I assumed it’s the same than the “usual” ROOT compression algorithms:
func rootCompressAlgLvl(v uint32) (Kind, int) {
var (
alg = Kind(v / 100)
lvl = int(v % 100)
)
return alg, lvl
}
anyways, I got it working for the ntpl_001_staff.root
file:
cluster[0,0,0]: Category
00000000 ca 00 00 00 12 02 00 00 3c 01 00 00 69 01 00 00 |........<...i...|
00000010 2e 01 00 00 2f 01 00 00 2e 01 00 00 69 01 00 00 |..../.......i...|
00000020 54 01 00 00 69 01 00 00 69 01 00 00 2f 01 00 00 |T...i...i.../...|
00000030 2e 01 00 00 2c 01 00 00 69 01 00 00 69 01 00 00 |....,...i...i...|
00000040 3c 01 00 00 2f 01 00 00 69 01 00 00 69 01 00 00 |<.../...i...i...|
00000050 a3 01 00 00 ca 00 00 00 30 01 00 00 cc 00 00 00 |........0.......|
00000060 cc 00 00 00 30 01 00 00 30 01 00 00 ca 00 00 00 |....0...0.......|
00000070 cc 00 00 00 ca 00 00 00 ca 00 00 00 2e 01 00 00 |................|
cluster[0,1,0]: Flag
00000000 0f 00 00 00 0f 00 00 00 0f 00 00 00 0f 00 00 00 |................|
00000010 0f 00 00 00 0f 00 00 00 0f 00 00 00 0f 00 00 00 |................|
00000020 0f 00 00 00 0f 00 00 00 0f 00 00 00 0f 00 00 00 |................|
00000030 0f 00 00 00 0f 00 00 00 0f 00 00 00 0f 00 00 00 |................|
00000040 0b 00 00 00 0f 00 00 00 0f 00 00 00 0f 00 00 00 |................|
00000050 0d 00 00 00 0f 00 00 00 0f 00 00 00 0f 00 00 00 |................|
00000060 0f 00 00 00 0f 00 00 00 0f 00 00 00 0f 00 00 00 |................|
00000070 0f 00 00 00 0b 00 00 00 0f 00 00 00 0d 00 00 00 |................|
[...]
cluster[0,12,0]: Nation
00000000 44 45 43 48 46 52 46 52 44 45 49 54 43 48 49 54 |DECHFRFRDEITCHIT|
00000010 44 45 46 52 46 52 43 48 43 48 43 48 44 45 46 52 |DEFRFRCHCHCHDEFR|
00000020 43 48 46 52 46 52 46 52 46 52 44 45 4e 4c 44 45 |CHFRFRFRFRDENLDE|
00000030 47 42 46 52 46 52 46 52 46 52 49 54 49 54 44 45 |GBFRFRFRFRITITDE|
00000040 4e 4c 43 48 46 52 49 54 47 42 47 42 43 48 43 48 |NLCHFRITGBGBCHCH|
00000050 44 45 49 54 43 48 46 52 43 48 46 52 49 54 46 52 |DEITCHFRCHFRITFR|
00000060 49 54 41 54 43 48 4e 4c 43 48 42 45 43 48 46 52 |ITATCHNLCHBECHFR|
00000070 43 48 46 52 47 42 41 54 4e 4f 46 52 41 54 43 48 |CHFRGBATNOFRATCH|
what are the PRs (if any) that add the split-encoding documentation stanzas?
(feel free to mention me (@sbinet
on github) on such documentation PRs)
thanks again.
PS: the specs as a whole are really nice to read. I wish I had something like that for TTree
Cool that you managed to parse the format!
I added a clarification on the compression settings in a PR .
The split encoding (and more encodings) are in a separate branch . The code is branched off on an older version of RNTuple and needs to be a bit cleaned up for the PRs. That includes documentation.

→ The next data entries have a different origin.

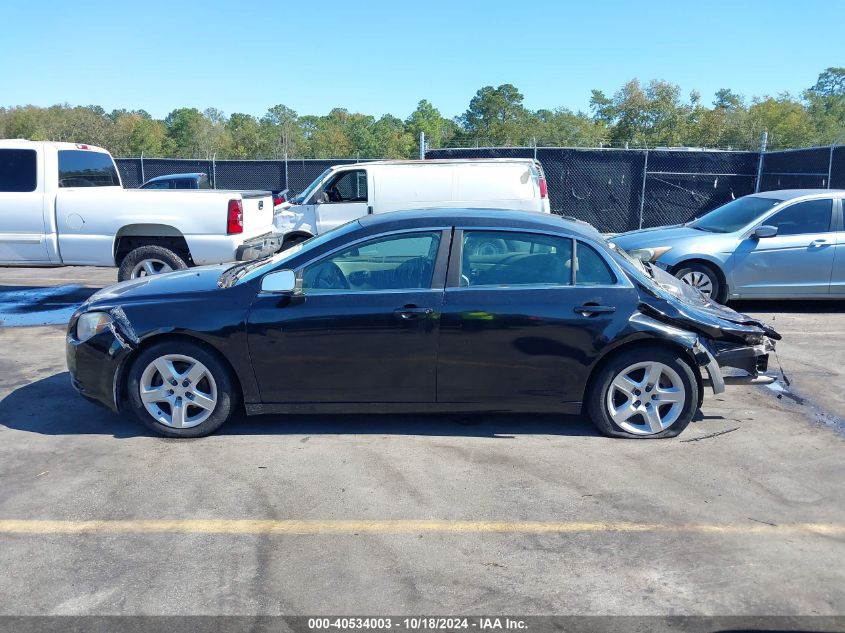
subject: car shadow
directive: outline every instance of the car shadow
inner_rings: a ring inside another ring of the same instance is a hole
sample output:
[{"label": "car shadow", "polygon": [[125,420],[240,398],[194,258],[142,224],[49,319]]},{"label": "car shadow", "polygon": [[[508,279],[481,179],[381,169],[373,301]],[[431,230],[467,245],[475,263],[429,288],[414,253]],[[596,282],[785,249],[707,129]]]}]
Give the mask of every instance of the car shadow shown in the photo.
[{"label": "car shadow", "polygon": [[[0,400],[0,426],[42,435],[158,437],[131,415],[80,397],[62,372],[19,386]],[[599,436],[582,416],[536,414],[346,414],[233,416],[218,435],[419,435],[497,439],[517,435]]]}]

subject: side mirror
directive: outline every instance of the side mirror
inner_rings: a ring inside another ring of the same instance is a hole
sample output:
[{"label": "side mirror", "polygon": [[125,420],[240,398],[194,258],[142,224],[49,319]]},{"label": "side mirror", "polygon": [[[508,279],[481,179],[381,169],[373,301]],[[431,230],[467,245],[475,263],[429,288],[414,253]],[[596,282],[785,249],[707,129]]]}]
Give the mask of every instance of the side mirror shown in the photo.
[{"label": "side mirror", "polygon": [[754,232],[751,234],[751,237],[755,240],[760,240],[766,237],[774,237],[777,234],[778,227],[764,224],[763,226],[758,226],[756,229],[754,229]]},{"label": "side mirror", "polygon": [[292,270],[277,270],[261,279],[261,292],[291,294],[296,291],[296,274]]}]

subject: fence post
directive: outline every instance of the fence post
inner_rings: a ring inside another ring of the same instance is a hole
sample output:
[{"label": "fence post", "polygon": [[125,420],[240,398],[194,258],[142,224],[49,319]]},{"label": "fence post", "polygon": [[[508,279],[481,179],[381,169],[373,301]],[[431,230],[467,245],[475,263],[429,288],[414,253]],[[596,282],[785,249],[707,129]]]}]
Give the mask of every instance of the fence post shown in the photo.
[{"label": "fence post", "polygon": [[760,193],[760,181],[763,179],[763,162],[766,156],[766,145],[769,142],[769,133],[763,132],[760,138],[760,158],[757,161],[757,182],[754,183],[754,193]]},{"label": "fence post", "polygon": [[830,158],[827,161],[827,188],[830,189],[830,179],[833,176],[833,148],[836,147],[836,144],[845,138],[845,134],[840,134],[839,136],[834,139],[833,143],[830,144]]},{"label": "fence post", "polygon": [[645,207],[645,181],[648,177],[648,148],[645,150],[645,162],[643,163],[643,186],[640,189],[640,227],[643,228],[643,208]]}]

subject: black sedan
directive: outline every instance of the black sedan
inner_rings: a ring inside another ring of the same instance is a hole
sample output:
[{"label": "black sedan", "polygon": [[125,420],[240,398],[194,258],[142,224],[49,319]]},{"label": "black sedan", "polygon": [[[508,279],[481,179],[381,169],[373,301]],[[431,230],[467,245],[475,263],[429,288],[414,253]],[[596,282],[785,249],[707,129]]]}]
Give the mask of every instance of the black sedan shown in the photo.
[{"label": "black sedan", "polygon": [[[760,382],[765,324],[560,216],[367,216],[265,260],[127,281],[68,326],[83,396],[172,437],[241,405],[294,412],[559,412],[672,437],[704,388]],[[707,378],[704,376],[707,374]]]}]

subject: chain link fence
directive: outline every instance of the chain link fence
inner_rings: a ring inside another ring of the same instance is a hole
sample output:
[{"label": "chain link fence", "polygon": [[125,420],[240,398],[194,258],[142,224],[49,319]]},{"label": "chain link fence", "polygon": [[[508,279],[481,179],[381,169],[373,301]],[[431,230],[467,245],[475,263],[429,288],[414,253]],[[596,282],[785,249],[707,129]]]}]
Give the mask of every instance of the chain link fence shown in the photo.
[{"label": "chain link fence", "polygon": [[535,158],[553,212],[615,233],[686,222],[753,193],[759,154],[509,147],[437,149],[426,158]]},{"label": "chain link fence", "polygon": [[[845,188],[845,146],[761,154],[696,149],[470,147],[426,158],[532,158],[546,174],[552,211],[603,232],[680,224],[755,190]],[[296,194],[332,165],[355,159],[183,160],[119,158],[125,187],[165,174],[207,173],[218,189]],[[758,186],[759,172],[759,186]]]}]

There was a longer discussion on Mattermost on the details. The code in the ntuple-split
branch allowed us to look into the improvements we can get from “encoding before compression”, which are summarized in a Google Sheet .
Cheers,
Jakob
system
Closed
July 11, 2022, 8:09pm
#6
This topic was automatically closed 14 days after the last reply. New replies are no longer allowed.